Article

Apr 5, 2026

What Happens During a Cyber Incident (Step-by-Step)

A step-by-step breakdown of what actually happens during a cyber incident—from initial detection to full recovery—highlighting the critical actions that determine whether an attack is contained or escalates into a breach.

blue shade orb

Title

What Happens During a Cyber Incident (Step by Step)

Short Description

When a cyber incident hits, every minute matters. This guide walks through what actually happens during an incident, from detection and containment to recovery and hardening.

Content

Introduction

Most organizations do not have a cyber incident problem. They have a response problem.

The damage caused by an incident often comes down to how quickly it is detected, how fast it is contained, and whether anyone takes ownership early enough to stop it from spreading.

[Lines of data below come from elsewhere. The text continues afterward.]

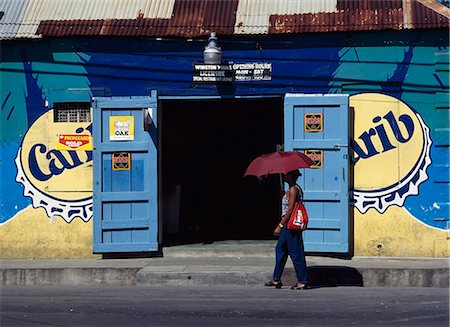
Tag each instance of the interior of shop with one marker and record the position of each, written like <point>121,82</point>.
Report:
<point>205,147</point>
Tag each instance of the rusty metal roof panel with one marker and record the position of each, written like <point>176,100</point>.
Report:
<point>193,18</point>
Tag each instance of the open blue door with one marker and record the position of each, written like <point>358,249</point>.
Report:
<point>125,174</point>
<point>318,126</point>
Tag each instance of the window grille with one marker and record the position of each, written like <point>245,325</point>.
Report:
<point>72,112</point>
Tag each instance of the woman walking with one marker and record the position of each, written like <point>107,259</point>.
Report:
<point>290,242</point>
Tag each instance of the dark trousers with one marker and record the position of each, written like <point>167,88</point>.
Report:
<point>290,243</point>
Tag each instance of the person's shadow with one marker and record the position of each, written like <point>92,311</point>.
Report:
<point>329,276</point>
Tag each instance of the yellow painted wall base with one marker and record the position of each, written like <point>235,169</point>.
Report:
<point>31,234</point>
<point>396,233</point>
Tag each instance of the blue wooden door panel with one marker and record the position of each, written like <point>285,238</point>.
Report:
<point>326,188</point>
<point>125,201</point>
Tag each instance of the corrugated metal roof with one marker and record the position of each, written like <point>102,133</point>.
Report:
<point>192,18</point>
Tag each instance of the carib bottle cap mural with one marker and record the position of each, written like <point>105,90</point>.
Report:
<point>391,151</point>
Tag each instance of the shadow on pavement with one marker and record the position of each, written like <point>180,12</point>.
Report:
<point>332,276</point>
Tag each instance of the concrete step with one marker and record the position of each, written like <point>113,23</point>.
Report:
<point>224,249</point>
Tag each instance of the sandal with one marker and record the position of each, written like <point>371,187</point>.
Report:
<point>299,286</point>
<point>276,284</point>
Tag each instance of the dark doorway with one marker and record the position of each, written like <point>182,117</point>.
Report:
<point>205,147</point>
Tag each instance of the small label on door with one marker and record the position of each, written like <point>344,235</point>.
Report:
<point>121,161</point>
<point>121,128</point>
<point>316,156</point>
<point>313,122</point>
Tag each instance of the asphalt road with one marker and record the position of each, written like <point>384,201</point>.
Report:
<point>211,306</point>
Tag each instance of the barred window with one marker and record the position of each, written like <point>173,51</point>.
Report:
<point>72,112</point>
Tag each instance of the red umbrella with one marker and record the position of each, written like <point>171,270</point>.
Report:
<point>278,162</point>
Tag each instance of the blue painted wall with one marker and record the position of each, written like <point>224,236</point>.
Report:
<point>410,66</point>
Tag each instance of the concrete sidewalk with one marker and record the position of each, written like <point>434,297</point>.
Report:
<point>246,263</point>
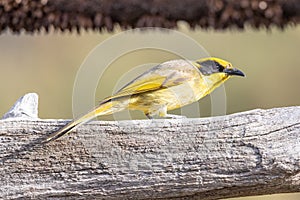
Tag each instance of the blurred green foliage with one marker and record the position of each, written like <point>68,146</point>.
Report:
<point>47,65</point>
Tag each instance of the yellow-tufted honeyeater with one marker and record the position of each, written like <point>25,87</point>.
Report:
<point>167,86</point>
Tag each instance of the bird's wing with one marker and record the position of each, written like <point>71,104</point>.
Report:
<point>150,82</point>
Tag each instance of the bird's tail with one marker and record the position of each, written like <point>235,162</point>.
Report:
<point>103,109</point>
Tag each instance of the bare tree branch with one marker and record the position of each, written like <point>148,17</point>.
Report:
<point>249,153</point>
<point>32,16</point>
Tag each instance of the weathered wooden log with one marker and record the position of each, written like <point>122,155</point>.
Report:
<point>249,153</point>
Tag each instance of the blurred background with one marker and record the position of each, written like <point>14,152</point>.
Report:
<point>48,63</point>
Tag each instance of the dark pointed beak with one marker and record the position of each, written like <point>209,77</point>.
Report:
<point>233,71</point>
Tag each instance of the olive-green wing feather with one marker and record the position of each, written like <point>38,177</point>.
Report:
<point>152,80</point>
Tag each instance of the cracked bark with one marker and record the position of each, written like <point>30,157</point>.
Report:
<point>249,153</point>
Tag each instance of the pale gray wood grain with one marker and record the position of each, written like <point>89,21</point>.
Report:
<point>249,153</point>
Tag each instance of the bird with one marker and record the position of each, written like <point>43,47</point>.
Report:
<point>166,86</point>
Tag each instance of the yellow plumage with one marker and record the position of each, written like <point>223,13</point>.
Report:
<point>167,86</point>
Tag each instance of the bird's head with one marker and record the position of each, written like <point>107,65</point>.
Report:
<point>216,66</point>
<point>216,71</point>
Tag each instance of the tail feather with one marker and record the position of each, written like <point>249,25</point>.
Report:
<point>103,109</point>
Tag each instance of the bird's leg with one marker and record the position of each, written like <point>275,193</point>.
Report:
<point>172,116</point>
<point>163,113</point>
<point>149,116</point>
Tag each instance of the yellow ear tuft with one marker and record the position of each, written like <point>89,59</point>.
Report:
<point>222,62</point>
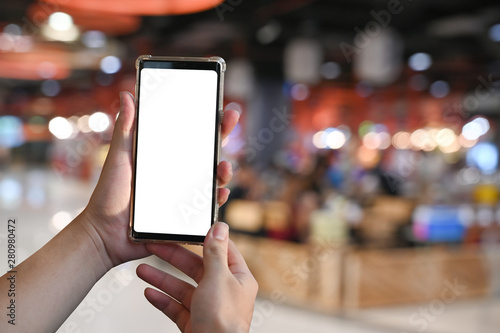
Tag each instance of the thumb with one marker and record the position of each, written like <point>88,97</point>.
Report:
<point>215,249</point>
<point>123,132</point>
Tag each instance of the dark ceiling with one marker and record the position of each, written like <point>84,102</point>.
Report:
<point>454,32</point>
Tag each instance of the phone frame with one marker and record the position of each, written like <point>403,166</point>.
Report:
<point>212,63</point>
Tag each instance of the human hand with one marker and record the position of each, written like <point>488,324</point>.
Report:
<point>224,299</point>
<point>106,217</point>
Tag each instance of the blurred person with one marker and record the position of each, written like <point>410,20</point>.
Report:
<point>53,281</point>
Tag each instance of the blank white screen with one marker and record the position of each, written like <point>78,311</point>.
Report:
<point>175,151</point>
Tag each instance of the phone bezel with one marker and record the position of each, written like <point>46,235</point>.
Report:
<point>195,63</point>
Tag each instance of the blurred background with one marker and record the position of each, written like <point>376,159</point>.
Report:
<point>365,195</point>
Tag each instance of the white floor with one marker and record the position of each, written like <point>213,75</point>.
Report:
<point>117,304</point>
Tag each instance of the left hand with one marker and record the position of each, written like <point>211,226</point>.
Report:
<point>224,299</point>
<point>106,217</point>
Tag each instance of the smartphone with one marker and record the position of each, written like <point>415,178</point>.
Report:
<point>176,148</point>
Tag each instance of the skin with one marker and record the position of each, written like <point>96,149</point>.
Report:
<point>224,298</point>
<point>53,281</point>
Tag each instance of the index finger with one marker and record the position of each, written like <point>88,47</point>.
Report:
<point>181,258</point>
<point>229,120</point>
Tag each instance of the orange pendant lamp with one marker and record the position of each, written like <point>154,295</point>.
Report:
<point>135,7</point>
<point>110,24</point>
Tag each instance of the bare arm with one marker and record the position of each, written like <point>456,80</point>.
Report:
<point>53,281</point>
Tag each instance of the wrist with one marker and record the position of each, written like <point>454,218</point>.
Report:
<point>95,242</point>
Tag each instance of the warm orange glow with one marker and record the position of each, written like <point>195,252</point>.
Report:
<point>368,158</point>
<point>110,24</point>
<point>134,7</point>
<point>30,66</point>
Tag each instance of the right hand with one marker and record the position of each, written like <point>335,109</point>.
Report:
<point>224,299</point>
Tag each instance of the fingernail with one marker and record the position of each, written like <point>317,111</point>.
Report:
<point>220,231</point>
<point>121,97</point>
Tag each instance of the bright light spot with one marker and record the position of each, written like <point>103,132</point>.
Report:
<point>485,216</point>
<point>483,123</point>
<point>346,130</point>
<point>330,70</point>
<point>495,33</point>
<point>420,61</point>
<point>61,128</point>
<point>484,156</point>
<point>60,21</point>
<point>50,88</point>
<point>472,130</point>
<point>83,124</point>
<point>234,106</point>
<point>110,64</point>
<point>365,127</point>
<point>465,142</point>
<point>371,140</point>
<point>94,39</point>
<point>368,158</point>
<point>11,132</point>
<point>10,192</point>
<point>471,175</point>
<point>445,137</point>
<point>466,215</point>
<point>300,92</point>
<point>13,29</point>
<point>99,122</point>
<point>418,82</point>
<point>335,139</point>
<point>439,89</point>
<point>318,140</point>
<point>60,220</point>
<point>401,140</point>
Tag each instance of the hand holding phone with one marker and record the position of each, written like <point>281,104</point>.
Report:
<point>176,148</point>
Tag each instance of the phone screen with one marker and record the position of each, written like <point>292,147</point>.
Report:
<point>176,152</point>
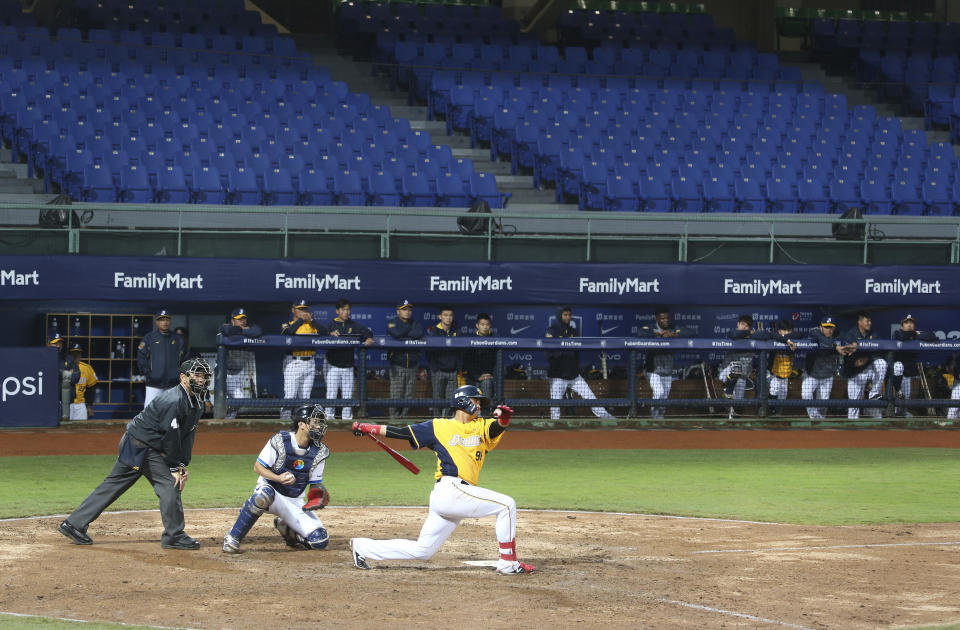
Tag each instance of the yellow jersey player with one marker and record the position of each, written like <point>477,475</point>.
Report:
<point>83,379</point>
<point>461,444</point>
<point>299,366</point>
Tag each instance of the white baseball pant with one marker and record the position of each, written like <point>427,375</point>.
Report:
<point>339,379</point>
<point>559,386</point>
<point>954,395</point>
<point>660,384</point>
<point>290,511</point>
<point>816,388</point>
<point>856,385</point>
<point>297,378</point>
<point>741,386</point>
<point>906,387</point>
<point>450,502</point>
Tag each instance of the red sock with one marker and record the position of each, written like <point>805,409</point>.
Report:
<point>508,551</point>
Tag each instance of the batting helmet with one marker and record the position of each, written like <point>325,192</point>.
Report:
<point>307,414</point>
<point>462,399</point>
<point>194,369</point>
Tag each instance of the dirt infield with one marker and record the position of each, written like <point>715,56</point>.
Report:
<point>594,570</point>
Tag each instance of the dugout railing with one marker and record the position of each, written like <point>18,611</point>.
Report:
<point>627,404</point>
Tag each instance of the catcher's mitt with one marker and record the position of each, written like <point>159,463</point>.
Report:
<point>317,498</point>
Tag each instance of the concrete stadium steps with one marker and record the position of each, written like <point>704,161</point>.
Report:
<point>358,75</point>
<point>16,186</point>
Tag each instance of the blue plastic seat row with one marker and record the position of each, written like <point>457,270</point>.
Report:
<point>307,186</point>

This article breaks down what actually happens during a cyber incident, step by step, so you can understand what matters most when time is working against you.

1. Detection

Every incident starts with a signal.

That signal might be:

  • A suspicious login

  • A phishing report

  • Malware detected on an endpoint

  • A user reporting unusual account activity

  • Alerts from identity, endpoint, or cloud security tools

At this stage, the goal is simple: determine whether the activity is real, how serious it is, and what systems or users may be affected.

The faster this is validated, the faster the response can begin.

2. Triage and Investigation

Once suspicious activity is identified, the next step is triage.

This means understanding:

  • What happened

  • When it started

  • Which user, device, or system is involved

  • Whether the attacker still has access

  • Whether the activity is isolated or spreading

During this phase, responders review:

  • Sign-in logs

  • Endpoint activity

  • Email rules

  • MFA changes

  • Token usage

  • Device and session behavior

The goal is to separate noise from real compromise and define the scope as quickly as possible.

3. Containment

Containment is where response becomes action.

If an attacker is active, responders move immediately to limit or remove access. This may include:

  • Disabling a compromised account

  • Revoking active sessions

  • Isolating an endpoint

  • Blocking malicious IP addresses

  • Removing forwarding rules

  • Restricting access through Conditional Access or policy changes

Containment is time-sensitive. Delays allow attackers to establish persistence, move laterally, or exfiltrate data.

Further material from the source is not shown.